The murals are beautiful. Their imagery and colors are intense and heartfelt as is the hopefulness and strength they convey, more so for their being found in this place, a community struggling against the odds and the state to be autonomous, to have their own school and clinic, their own cooperatives for their food production, their crafts and transportation. That the Zapatistas are actually practicing, with the various challenges this brings, this new way of living together in another world that they have created – makes the art we saw here, which promote these values, all the more alive. From all the murals we saw I think my favourite ones were the first one I added to this post, on the walls of a Zapatista primary school, I love the notion of an Escuela Primaria Rebelde, where from an early age children are prepared to be creative and autonomous. The image just above, outside the Oficina del Consejo Autonomo, the village assembly, is also very strong, merging the symbol of the mask with that of corn (see Kelly´s posts on Maize). But I also really enjoyed the image below, a playful use of Matisse´s work to show a group of dancing Zapatistas. This playfulness is often missed when people speak about the Zapatistas – see for instance the last few pages of the 6th Declaration of the Lacandon Jungle. Though engaged in a serious struggle that emerges in a context of 500 hundreds of years of continued oppression against Mayan communities of the region, their statements, comuniques, poetry and art, and the symbolism embodied in their repertoire of contention (see for instance their recent silent march across a number of towns in Chipas) we see a constant subversion of usual ways of understanding and doing politics.

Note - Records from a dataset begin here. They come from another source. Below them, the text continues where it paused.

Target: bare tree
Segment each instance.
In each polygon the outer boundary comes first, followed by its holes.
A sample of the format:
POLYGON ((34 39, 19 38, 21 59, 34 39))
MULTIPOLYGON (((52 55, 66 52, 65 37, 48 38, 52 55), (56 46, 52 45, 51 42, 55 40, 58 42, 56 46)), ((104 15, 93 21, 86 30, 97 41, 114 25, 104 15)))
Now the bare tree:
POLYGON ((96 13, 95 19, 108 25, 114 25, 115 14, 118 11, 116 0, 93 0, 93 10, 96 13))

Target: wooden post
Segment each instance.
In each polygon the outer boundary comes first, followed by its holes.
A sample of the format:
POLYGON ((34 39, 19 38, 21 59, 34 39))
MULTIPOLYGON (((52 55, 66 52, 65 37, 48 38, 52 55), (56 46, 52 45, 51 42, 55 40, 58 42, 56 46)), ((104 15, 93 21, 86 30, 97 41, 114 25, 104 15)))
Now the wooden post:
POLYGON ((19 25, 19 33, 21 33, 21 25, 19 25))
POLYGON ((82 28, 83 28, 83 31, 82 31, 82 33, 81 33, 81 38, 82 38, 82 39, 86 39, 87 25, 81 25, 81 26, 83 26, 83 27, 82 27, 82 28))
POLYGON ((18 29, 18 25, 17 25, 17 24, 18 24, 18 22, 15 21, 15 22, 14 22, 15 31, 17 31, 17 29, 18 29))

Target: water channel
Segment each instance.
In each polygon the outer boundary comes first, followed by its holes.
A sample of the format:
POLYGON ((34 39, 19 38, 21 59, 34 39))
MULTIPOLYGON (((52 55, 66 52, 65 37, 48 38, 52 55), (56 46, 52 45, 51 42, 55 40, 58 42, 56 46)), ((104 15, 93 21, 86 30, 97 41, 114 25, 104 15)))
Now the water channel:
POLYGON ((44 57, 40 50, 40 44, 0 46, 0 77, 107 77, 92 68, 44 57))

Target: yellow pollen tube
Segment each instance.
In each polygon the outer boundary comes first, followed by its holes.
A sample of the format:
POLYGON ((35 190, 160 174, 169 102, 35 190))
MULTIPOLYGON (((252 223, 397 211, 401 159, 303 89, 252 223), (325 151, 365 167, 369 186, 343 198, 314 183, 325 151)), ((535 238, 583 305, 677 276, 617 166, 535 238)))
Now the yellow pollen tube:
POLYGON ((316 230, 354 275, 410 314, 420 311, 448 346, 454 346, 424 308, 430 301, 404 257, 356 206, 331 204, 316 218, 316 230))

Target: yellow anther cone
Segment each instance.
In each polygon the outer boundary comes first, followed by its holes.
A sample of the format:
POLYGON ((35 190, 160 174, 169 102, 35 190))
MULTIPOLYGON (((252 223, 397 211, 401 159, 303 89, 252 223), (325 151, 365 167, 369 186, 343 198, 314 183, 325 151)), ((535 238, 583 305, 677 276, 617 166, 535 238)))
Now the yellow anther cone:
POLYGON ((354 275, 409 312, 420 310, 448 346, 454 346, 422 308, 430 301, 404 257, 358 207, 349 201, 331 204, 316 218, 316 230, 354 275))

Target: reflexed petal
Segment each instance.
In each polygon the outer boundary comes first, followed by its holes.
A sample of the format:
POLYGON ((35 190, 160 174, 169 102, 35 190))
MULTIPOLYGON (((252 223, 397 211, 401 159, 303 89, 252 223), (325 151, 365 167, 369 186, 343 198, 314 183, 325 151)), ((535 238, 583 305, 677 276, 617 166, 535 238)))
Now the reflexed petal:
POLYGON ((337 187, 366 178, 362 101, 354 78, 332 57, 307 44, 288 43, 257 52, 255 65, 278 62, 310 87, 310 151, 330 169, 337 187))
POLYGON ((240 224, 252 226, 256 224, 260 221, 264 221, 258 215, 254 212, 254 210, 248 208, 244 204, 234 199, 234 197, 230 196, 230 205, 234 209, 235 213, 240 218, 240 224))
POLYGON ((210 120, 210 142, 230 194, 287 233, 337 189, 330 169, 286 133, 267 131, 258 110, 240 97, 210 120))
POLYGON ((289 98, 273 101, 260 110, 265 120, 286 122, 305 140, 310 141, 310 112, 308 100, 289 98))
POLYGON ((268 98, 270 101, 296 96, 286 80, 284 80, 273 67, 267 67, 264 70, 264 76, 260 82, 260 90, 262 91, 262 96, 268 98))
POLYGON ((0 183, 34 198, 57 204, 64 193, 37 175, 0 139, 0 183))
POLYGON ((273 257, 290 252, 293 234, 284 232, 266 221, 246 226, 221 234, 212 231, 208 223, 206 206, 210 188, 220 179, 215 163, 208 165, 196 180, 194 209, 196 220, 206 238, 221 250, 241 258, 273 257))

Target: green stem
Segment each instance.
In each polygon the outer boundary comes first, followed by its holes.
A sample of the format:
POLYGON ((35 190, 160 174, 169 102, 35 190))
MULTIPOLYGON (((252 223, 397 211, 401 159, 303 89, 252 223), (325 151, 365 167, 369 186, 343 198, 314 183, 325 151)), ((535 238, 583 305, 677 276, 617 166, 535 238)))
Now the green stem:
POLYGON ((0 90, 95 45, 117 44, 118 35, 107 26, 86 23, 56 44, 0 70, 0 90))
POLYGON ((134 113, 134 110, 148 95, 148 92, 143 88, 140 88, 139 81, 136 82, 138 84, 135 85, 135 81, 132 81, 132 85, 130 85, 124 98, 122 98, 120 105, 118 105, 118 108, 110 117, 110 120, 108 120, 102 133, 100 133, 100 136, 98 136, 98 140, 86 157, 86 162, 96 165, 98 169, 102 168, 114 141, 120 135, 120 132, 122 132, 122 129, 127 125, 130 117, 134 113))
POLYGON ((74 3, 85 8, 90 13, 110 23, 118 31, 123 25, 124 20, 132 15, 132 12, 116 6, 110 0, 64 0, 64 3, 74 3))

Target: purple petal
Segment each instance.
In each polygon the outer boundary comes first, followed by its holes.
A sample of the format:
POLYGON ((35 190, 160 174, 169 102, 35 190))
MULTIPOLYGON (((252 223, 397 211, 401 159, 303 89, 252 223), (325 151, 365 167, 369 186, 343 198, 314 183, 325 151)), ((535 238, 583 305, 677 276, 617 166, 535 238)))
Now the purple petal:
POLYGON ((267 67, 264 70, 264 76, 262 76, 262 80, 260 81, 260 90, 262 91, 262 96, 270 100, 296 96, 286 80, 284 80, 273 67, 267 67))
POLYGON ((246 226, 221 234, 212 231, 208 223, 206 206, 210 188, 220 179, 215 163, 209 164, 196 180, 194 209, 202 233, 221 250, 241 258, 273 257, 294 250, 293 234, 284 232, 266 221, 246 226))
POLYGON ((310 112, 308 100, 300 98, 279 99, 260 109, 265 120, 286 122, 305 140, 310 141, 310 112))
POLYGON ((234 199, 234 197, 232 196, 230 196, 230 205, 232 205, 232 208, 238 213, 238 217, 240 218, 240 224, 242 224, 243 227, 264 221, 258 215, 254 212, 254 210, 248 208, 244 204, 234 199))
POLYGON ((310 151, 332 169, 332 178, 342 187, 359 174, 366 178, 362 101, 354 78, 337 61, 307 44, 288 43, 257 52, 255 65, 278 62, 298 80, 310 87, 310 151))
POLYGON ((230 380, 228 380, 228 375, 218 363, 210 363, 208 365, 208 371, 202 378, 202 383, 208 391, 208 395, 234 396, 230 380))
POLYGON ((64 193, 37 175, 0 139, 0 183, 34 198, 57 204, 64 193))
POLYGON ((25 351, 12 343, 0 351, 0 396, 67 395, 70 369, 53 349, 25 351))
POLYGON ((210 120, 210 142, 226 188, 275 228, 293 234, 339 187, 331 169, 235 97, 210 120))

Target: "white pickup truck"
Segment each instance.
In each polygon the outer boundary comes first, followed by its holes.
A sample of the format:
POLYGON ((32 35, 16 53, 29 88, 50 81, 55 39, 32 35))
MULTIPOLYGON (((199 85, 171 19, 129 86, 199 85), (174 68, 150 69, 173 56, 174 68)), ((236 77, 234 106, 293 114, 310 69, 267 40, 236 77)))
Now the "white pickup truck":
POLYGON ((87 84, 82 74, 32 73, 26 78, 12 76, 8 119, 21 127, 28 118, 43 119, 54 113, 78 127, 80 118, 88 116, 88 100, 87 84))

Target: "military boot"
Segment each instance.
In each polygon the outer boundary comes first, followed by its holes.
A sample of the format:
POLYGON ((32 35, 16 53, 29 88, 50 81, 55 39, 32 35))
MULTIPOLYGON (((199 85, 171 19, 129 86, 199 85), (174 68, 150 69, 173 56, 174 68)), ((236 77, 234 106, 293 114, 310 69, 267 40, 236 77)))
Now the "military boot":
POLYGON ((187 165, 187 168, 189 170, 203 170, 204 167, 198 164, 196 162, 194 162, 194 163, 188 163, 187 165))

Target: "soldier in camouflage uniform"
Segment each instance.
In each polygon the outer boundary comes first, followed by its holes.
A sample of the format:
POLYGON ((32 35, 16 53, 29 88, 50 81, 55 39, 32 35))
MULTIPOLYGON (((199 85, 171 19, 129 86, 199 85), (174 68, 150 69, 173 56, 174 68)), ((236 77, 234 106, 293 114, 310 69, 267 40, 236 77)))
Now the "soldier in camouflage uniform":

So what does all this have to do with our journey into enlivened ways of learning? For me this has been about reconnecting to art as another source we can learn with or from. In Alberta we began to discover how we could learn from place, from the land and from sites which were sacred for the Blackfoot. In British Columbia we began to understand how the art of the Northwest Coast carried within it stories, cultural practice and identities that have been important in processes of cultural rejuvenation. Here in Mexico we also began to see how art reflects and carries forth the political culture in which it is made, the way that relations of power (who is oppressed, by whom and how) is expressed and how images of possible futures are constructed. This has allowed us to enliven our experience of the art we see, hear and touch and suggested ways by which these other ways of expressing (see our post on literacies too) could become incorporated into how we communicate with others.